I wonder if we should rebuild the front page to load only an image at first for this animation, then the user has to press a button or be active on the page for 30s or more before it loads the full tree.
Another idea would be to load an image but have an embedded video that includes sound and speaking as well as the tree - a really professional job that we've been talking about anyway - might be a better intro and could be hosted externally as a source of yet more traffic? At least then people only get the expensive loads when they're in the tree view itself.
Eric suggests that the server could switch on a mode for when it's under heavy use that scales back the front page (and maybe other settings too)
Following up, this is previously what we decided:
We did discuss with James as to whether to make the “animation” on the front page a movie, but eventually he convinced us not. The main reason was that most people will go from the home page straight to the tree viewer somehow, and therefore will always end up loading the static tree files anyway, after one or two clicks. If they have already downloaded them from visiting the front page, then they will grab them from cache, and so the total amount of resource loading for a visitor (assuming they always go to a tree view too) will actually be less if we embed the tree on the front page than if they had to download a (potentially large) animated gif/pnb/mov as well as the tree files.
So I think that putting a movie on the front page might be a bit of a premature optimisation. But the ability to switch to a static image under heavy load would be really useful. Note that there are also other bits of the page that make DB queries (e.g. the news items) so we may still be stressing the DB on front page load. @lentinj may have useful idea here too.
... the ability to switch to a static image under heavy load would be really useful
I'm not sure how we actually do this, other than by hand if we notice problems. I guess it would be useful to have https://onezoom.org/index_static.html and https://onezoom.org/index_dynamic.html, and normally we point index.html to the dynamic one, but can run an "emergency script" to generate the static one and switch the main index page to point at this.
I think @hyanwong is right; the whole point of onezoom is the treeviewer. If a significant proportion of visitors to the site visit the homepage and don't open on the tree viewer, then something has gone terribly wrong :) The tree viewer starts loading once the rest of the page has loaded pretty much, so on a slow network connection the end result is still pretty good.
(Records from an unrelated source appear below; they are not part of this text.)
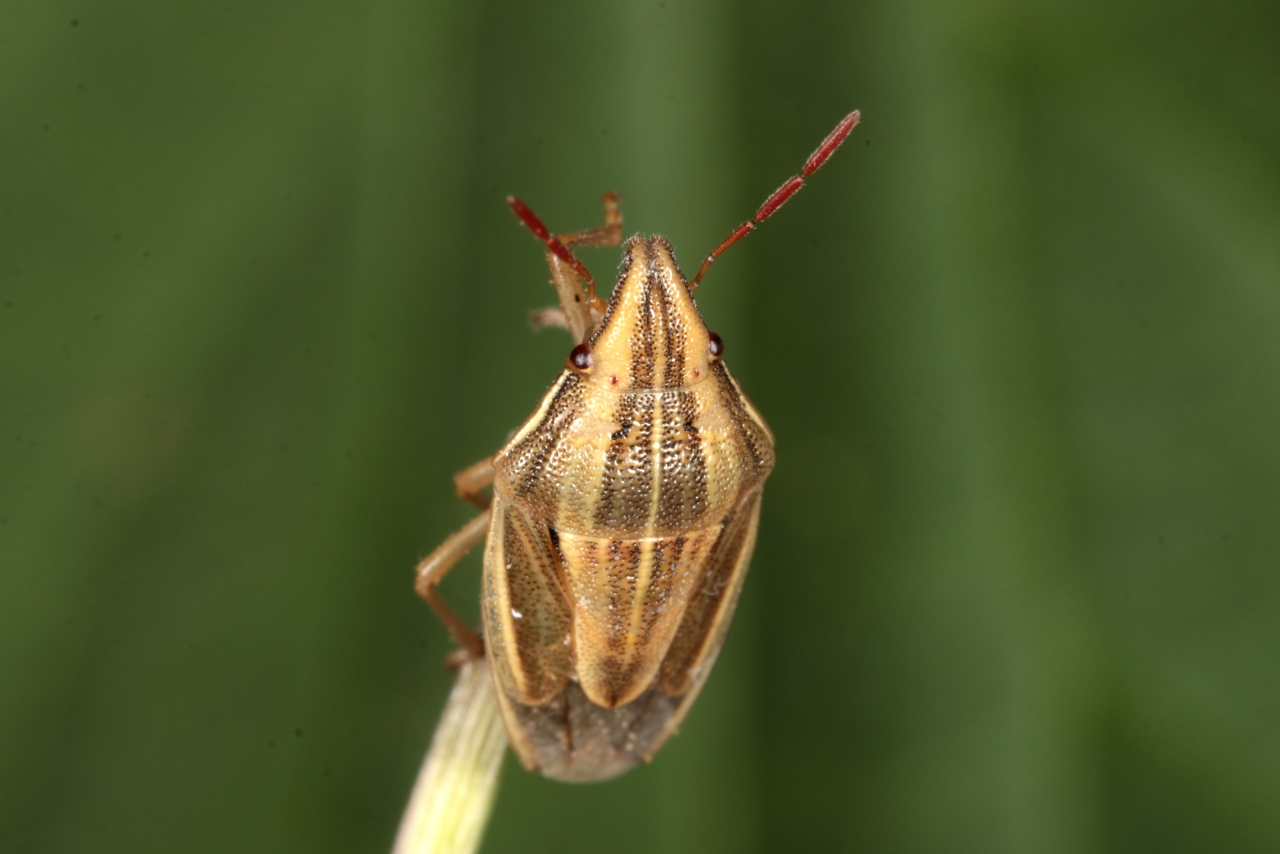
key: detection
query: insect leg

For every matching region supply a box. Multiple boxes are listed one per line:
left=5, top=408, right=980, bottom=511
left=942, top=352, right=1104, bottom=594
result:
left=510, top=193, right=623, bottom=345
left=526, top=306, right=569, bottom=333
left=453, top=456, right=495, bottom=509
left=414, top=508, right=492, bottom=659
left=557, top=191, right=622, bottom=249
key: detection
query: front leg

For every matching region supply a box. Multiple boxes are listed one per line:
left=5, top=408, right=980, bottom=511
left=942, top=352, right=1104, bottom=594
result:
left=512, top=193, right=624, bottom=345
left=546, top=192, right=623, bottom=343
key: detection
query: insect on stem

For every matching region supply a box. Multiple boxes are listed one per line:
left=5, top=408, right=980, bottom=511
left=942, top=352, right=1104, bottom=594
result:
left=690, top=109, right=860, bottom=291
left=412, top=108, right=858, bottom=785
left=507, top=196, right=599, bottom=301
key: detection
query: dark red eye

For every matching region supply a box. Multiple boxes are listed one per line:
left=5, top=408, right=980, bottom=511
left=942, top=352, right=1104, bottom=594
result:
left=568, top=343, right=592, bottom=370
left=708, top=332, right=724, bottom=359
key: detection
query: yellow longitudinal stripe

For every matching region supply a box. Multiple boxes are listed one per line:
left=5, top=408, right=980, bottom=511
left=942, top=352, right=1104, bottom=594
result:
left=634, top=390, right=663, bottom=650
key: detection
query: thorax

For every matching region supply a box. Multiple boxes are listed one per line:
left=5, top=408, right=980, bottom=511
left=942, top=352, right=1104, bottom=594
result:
left=493, top=364, right=773, bottom=538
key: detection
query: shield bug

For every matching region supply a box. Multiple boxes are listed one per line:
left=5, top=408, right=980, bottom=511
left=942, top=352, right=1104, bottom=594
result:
left=414, top=110, right=861, bottom=781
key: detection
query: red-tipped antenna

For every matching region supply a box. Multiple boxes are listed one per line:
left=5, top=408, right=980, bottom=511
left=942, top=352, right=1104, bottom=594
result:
left=690, top=110, right=860, bottom=290
left=506, top=196, right=599, bottom=299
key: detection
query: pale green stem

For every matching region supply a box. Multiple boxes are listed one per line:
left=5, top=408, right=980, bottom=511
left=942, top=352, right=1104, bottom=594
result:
left=392, top=658, right=508, bottom=854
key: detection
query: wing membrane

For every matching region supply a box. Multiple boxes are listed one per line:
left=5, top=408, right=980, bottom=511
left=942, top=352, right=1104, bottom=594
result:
left=494, top=491, right=763, bottom=781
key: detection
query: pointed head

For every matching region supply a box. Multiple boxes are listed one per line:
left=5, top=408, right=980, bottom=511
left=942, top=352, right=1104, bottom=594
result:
left=568, top=236, right=721, bottom=391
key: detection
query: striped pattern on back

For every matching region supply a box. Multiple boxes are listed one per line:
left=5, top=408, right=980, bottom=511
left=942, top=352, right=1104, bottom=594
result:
left=488, top=235, right=775, bottom=711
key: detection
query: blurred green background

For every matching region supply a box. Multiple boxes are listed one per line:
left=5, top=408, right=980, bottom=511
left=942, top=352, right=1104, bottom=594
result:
left=2, top=1, right=1278, bottom=852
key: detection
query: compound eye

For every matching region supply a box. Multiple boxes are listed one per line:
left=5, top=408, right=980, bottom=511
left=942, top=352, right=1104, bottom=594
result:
left=568, top=343, right=593, bottom=370
left=708, top=332, right=724, bottom=360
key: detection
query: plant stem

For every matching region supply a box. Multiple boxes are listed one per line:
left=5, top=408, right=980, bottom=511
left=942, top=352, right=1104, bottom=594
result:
left=392, top=658, right=507, bottom=854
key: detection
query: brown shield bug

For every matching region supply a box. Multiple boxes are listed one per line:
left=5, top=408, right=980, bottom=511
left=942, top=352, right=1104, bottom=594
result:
left=414, top=110, right=861, bottom=781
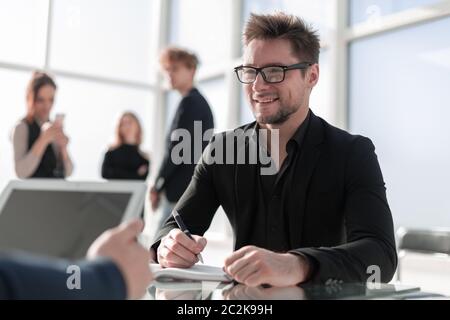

I'd be tempted to stop the tour looping though, since if you just leave the homepage open then it's constantly rotating around, churning through CPU / network / server load as it goes. And if a user hasn't got the point after the first few rounds, they've probably wandered off and forgotten about it.
I'm reasonably sure I filed a ticket somewhere about setting cache headers on the homepage so a browser (and more importantly, Nginx or a CDN between you and the browser) will cache the generated output for the homepage for ~1min. There isn't anything on the home page that wouldn't mind being served to all users, and nobody would notice if there's a 1min lag on sponsorship updates (e.g.). This would be easier to retrofit into the infrastructure than a pre-generated copy, although would involve a little thought so we don't e.g. muddle up various language copies of the homepage. We could also apply the same to life.html whilst we're there.
Another thing which I think could significantly reduce server load, but has only floated around in my head thus far, is changing the node detail API so that instead of requesting exactly the nodes you want, you request a fixed range of OTTs. So instead of requesting 885651,885659,885661,... you request 885xxx and get the lot back. This is admittedly may be more stuff than immediately required, but it's one HTTP request, with one set of simpler DB queries to make, and more importantly these can also be cached by Nginx / a CDN like the above, so there's no extra DB load.